Forecast: mostly cloudy

Microsoft started its journey in 1975 with a simple mission: become the dominant software manufacturer. (They're mission statement was "A computer in every office and in every home... and all of them running Microsoft software.") It is safe to say that they have accomplished that mission.

Apple started about the same time. Their product was hardware, not software. I don't know if they had a mission statement, but "Computers that regular people can use" would not be a bad approximation. They too have accomplished their mission.

The computing world is bigger than office software and consumer gadgets. It reaches to embedded systems, high performance computing, games, and the World Wide Web. In these areas, neither Microsoft nor Apple have become dominant.

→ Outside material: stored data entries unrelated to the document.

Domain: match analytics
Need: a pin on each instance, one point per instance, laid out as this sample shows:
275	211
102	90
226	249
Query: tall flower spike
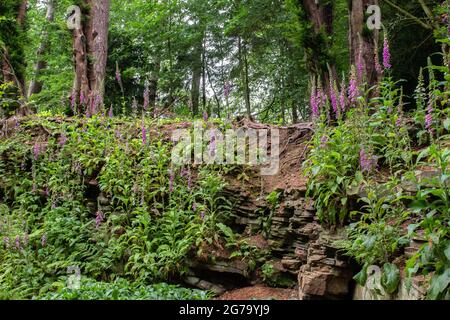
99	218
171	180
353	86
44	239
386	54
212	145
342	96
36	150
6	242
333	97
429	117
144	134
146	98
134	106
360	66
313	102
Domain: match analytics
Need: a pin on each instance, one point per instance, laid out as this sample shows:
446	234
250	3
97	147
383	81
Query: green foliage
121	289
141	227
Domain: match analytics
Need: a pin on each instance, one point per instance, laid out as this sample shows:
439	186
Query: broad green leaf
390	277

The frontier is on the web, with cloud computing on the back end and browsers and smart phones on the front end. Apple has a commanding lead on the front end with their iPhone, but RIM and Google are pushing hard with Blackberry and Droid devices. Microsoft is pushing with Windows Phone 7, but by sticking to software they have all but given the market away.

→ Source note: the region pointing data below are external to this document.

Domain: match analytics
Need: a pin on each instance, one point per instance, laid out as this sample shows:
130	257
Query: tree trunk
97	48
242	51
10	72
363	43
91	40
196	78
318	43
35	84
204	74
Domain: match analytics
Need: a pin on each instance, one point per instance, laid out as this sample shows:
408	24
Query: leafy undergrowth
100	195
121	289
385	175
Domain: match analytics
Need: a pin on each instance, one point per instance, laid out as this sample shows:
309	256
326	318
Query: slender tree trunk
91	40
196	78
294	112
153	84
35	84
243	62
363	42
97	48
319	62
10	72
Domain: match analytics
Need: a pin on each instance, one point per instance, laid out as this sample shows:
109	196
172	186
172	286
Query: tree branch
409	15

The back end is the interesting area. With a long legacy of open source (Linux and Apache) the old back end of web servers is growing into cloud processing. Vendors want to be there, but the competition is difficult. Microsoft is developing their Azure platform, and has even changed their C# language so that it can live in the cloud. (The scaling that makes the cloud places requirements on the programs that run in the cloud, and those requirements demand specific features in language design. Not just any program can move to the cloud.)

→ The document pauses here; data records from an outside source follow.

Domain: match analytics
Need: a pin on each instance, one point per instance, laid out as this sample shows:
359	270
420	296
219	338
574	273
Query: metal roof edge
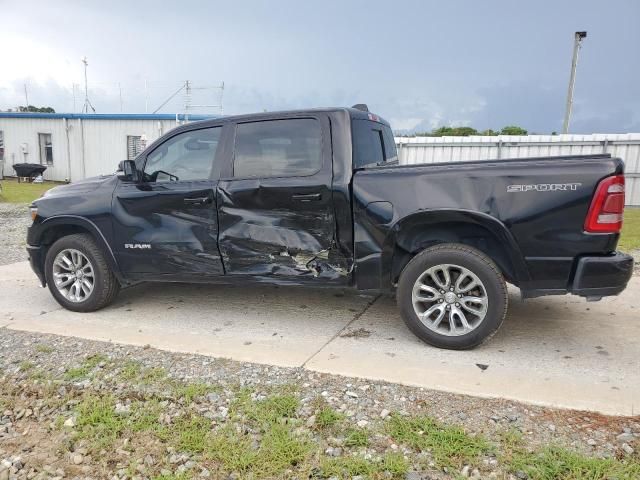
109	116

I'm pretty sure that Oracle wants to move into the cloud, or at least ride it with their applications. Yet they are in a difficult position -- the NoSQL databases fit better in the cloud, and Oracles namesake DB fits in the cloud as well as an anvil fits in a real-life cloud.

The most successful cloud folks have leverage open source and advanced languages like Ruby and Python. And the folks who are working in the cloud are the bright young things out of school or from creativity-supporting IT shops. Folks from the stodgy, conservative organizations tend to worry more about politics than technology, and cloud tech has a disturbing influence on politics. You cannot keep the old organization chart and expect the cloud to fit into the existing structure.

So here is where we see Microsoft and Apple: Microsoft has fit into the organization, making PCs operate much like big mainframes. Apple has targeted the top of the food chain (the user) with little attention to the plumbing underneath.

My guess is that Apple will weather the incoming clouds a bit easier than Microsoft, and open source will have a big win with application development.